The enemy AI is a pleasant surprise. Was it a challenge to get the DUP’s behaviour right? From my vantage point it was easy, because we hired some really talented combat designers who had a lot of experience – largely from FPSes. They worked very hard weighting encounters, with every fight being authored for differentiation and to take advantage of the terrain, making sure the enemies maintain ideal distances from the player. I think it works in the game, but it’s because we had people who knew what they were doing. And in the past, we haven’t had that on Infamous games.
Without his powers, Delsin doesn’t feel very connected to the world you’ve built. Are you disappointed with this aspect at all? We certainly wanted to keep that core climbing ability that we had in the first two games, but because we wanted to make buildings of much greater height and variation, we wanted to give you powers that gave you the freedom to move very quickly up and down them. And while you can climb, we didn’t think it was going to be a primary mode of interaction. I mean, particularly once you get Neon, it just stops happening. So we decided that people would probably get more joy, ultimately, if we refined what we call ‘supernavigation’ – moves like when you smokedash through a vent and
“I think Naughty Dog, frankly, is the best at it, and they keep making these great examples for the rest of us to learn from”

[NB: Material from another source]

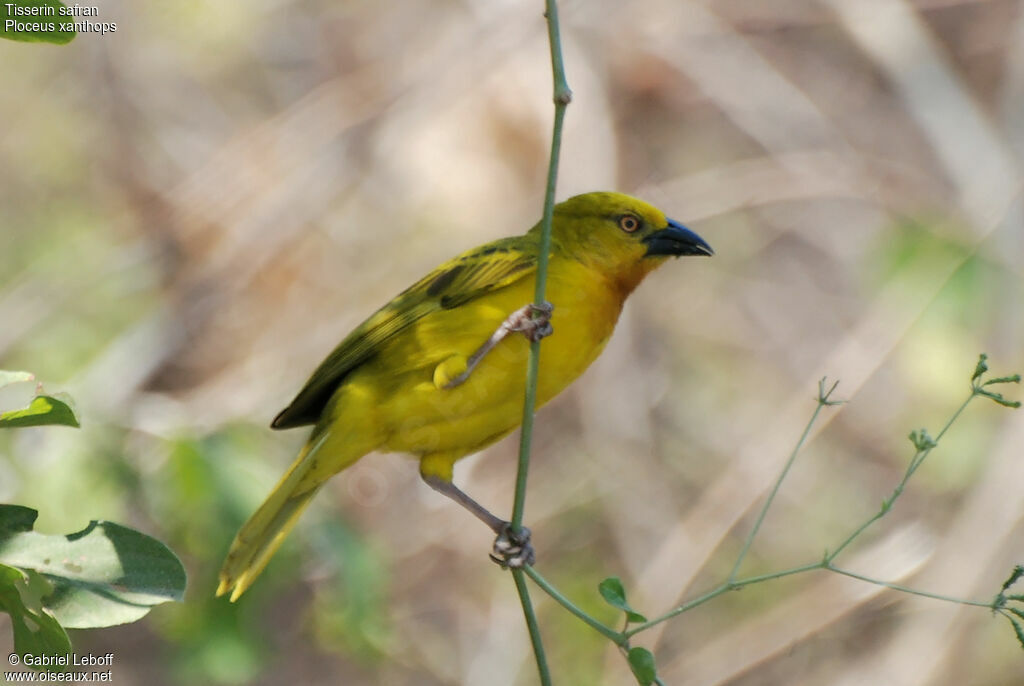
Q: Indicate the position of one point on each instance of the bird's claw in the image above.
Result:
(532, 320)
(512, 549)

it pops you out – and make that feel good. We thought that would bring people more satisfaction than trying to meticulously scrutinise every windowsill, although we did try to make them good. As you can imagine, there are many, many thousands of windowsills.
The performance capture is particularly nuanced. Was it done in-house? Yes. Really all credit goes to producer Brian Flemming, who hired some talented people to find a way to take the raw data from all these points on actors’ faces and create an algorithm that would then interpret that information into something you no longer view as points on a mesh, but start thinking of as a person – someone who’s suddenly encountering self-doubt or scepticism. I love it, because I think it helps draw people into the story. It’s a more human connection, which I think a lot of videogames lack.

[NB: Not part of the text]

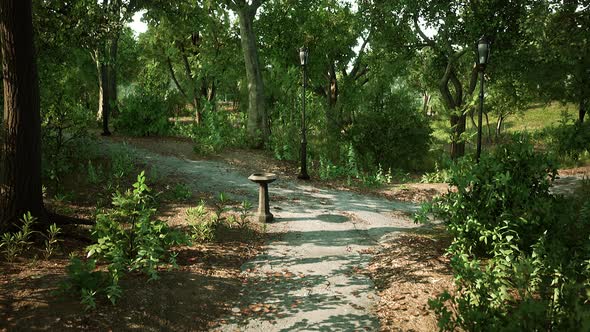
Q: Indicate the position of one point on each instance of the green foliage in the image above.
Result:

How do you feel about the state of writing in games? I think story in games is just getting better, right? People recognise it now as an integral aspect of an interactive experience. It’s not something that’s slapped on to make level one, two and three hang together; now it’s the centre of what you expect the interaction to be. Now it’s, ‘What’s the emotion of the level? Not the theme, but what I am supposed to feel while going through this level?’ And it’s impossible to imagine a future of videogames where we don’t see improvements and narrative integration moving forwards in big strides. I mean, the technology for the facial capture you see in Second Son isn’t something that we alone have access to. All games will be doing that, and that’s great, because it means actors will have more presence in games and there will be more great examples of interactive storytelling. I think Naughty Dog, frankly, is the best at it, and they keep making these great examples for the rest of us to learn from. The industry will follow. But, for me, Half-Life 2 is the Bible; everything good comes from Half-Life 2, and [Valve is] excellent at making integrated narrative.
The way the DUP’s concrete structures encroach on Seattle makes it feel a little bit like City 17. Oh, yeah! And our kind of faceless martial law guys, who you can’t understand what they’re saying sometimes? I’m not bullshitting you, I had never thought about them in relation to the Combine before, but certainly they have a similar feel. But we went with the concrete, because we thought it’s a strong thing that you cannot break. And, frankly, it’s everywhere in the urban landscape, so if you had command over it, you would have command over cities themselves.